Aşkın merhaleleri nelerdir?
Herkesin flört etmeyi aşk yapmak sandığı şu zamanda, asıl aşkın lezzet veren hakikatlerine yabancılaştırılan bir gençliğin üyesiyiz. Tüm aşkları yapay bir şekilde klonlaştıran sistemin lezzetsiz taklitlerinden sıyrılabilen gençler, sevgiliyi flört adı altında lüplemeyi değil, gerçek aşk deryasında sevgiliyle yaşamayı başarabilecekler. Herkesin bu hakikati anlamasını ve yaşamak uğrunda arayış içersinde olmasını niyaz ediyorum.
Aşk-ı alaka bahsinde geçen malumatlardan derlediğim gerçek aşk karineleri, merhaleler nezdinde kişide heyecan uyandırmaya başlar. Halbuki günümüzde, kız ve erkek ilişkilerinin çoğu bir heyecan değil, sadece olması gereken ve hızlı bir şekilde tabiri caizse boş durmamak için gerçekleştirilen bir köşe kapmacaya dönüşmüş. Halbuki aşkın başlangıç evresi olarak nitelendiren “görme” aşkın evrelerinden ilki ve tohumun atıldığı önemli bir zaman dilimi.
Her gördüğüne sarkıp, her kızı ele geçirme gayretlerinden daha farklı olan bu görme aşaması, kişide büyük bir heyecan uyandırır. Birden şekillenen bu heyecanın adını ilk evrede koymak zor olsa bile, tohum gönüle yerleştikten sonra, gelişmesi için gerekli olan ihtiyaçlarının karşılanması için hep, aklı ve kalbi rahatsız etmeye devam edecektir.
Bu görme aşamasından sonra tohum gönüle yerleştiği için tıpkı bir gülün rengini alması ve büyümesi gibi güneşe olan ihtiyacı ne derecedeyse, gönüle ekilen tohumunda yeşermesi için sevilene “bakma” o derece önemli bir hale gelmeye başlar. Yani aşkın ikinci merhalesi olan “bakma” sürekli gerçekleşmeye muhtaç bir şekilde, tüm uzuvlarda yer edinmeye başlar. Nasıl güneş baktıktan sonra nebatatın ve insanlığın aşkından yeniden doğma hissi ve arzusu içerisinde yıllardır vazifesini aksatmıyorsa, sevgiliyi görmek ve güneşin doğuşunu izlemek için seven de “bakma” vazifesini yaşamak için aksatmamaya dikkat edecek.

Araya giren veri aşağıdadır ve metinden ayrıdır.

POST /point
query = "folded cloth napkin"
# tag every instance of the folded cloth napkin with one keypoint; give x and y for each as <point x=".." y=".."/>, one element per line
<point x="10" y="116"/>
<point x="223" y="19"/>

Diğer bir merhale, bakma lezzetinden alınan doyumun insanı “tapma” durumuna getirmeye başlaması. Burada dikkat edilecek husus ubudiyyet değil, sevginin vermiş olduğu sevgili de kaybolma, yani onun gibi düşünme, onun sevdiği işleri yapma, onun dinlediklerini dinleme. Seven bu durumda kendi benliğini, belki de gurur ve karakterini ikinci plana atmıştır.
Aşkın bu merhaleye gelebilmesi için geçirdiği evreler görme ve bakma, kişiyi sevgilisine açılmaya itecek bir olgunluğa eriştirir. Tapma denilen bu merhalede kişi, aklını ve mantığını bir kenara bırakarak, aşk-ı ilan edecek kudreti kendisinde bulur. Evet gören ve bakabilen gözlerin bu anı ölümsüzleştirmesi için olgunlaşmış olması gerçek aşkta esastır.
Çünkü seven, tapma merhalesine gelemediyse, sevgiliye bakma cesareti gösteremez. Gayri ihtiyarı bir şekilde onunla göz teması kurmaktan çekinir ve sıkılır. Bu durum kendisini sevgiliye layık görememe, cesaretsiz olma gibi birçok nedeni engel olarak sevenin karşısına koyar. Ancak üçüncü merhaleye gelmiş gönül için ben yok olduğundan olumsuz düşüncelerin uğruna aşkı kurban etme diye bir ihtimal söz konusu olmaz.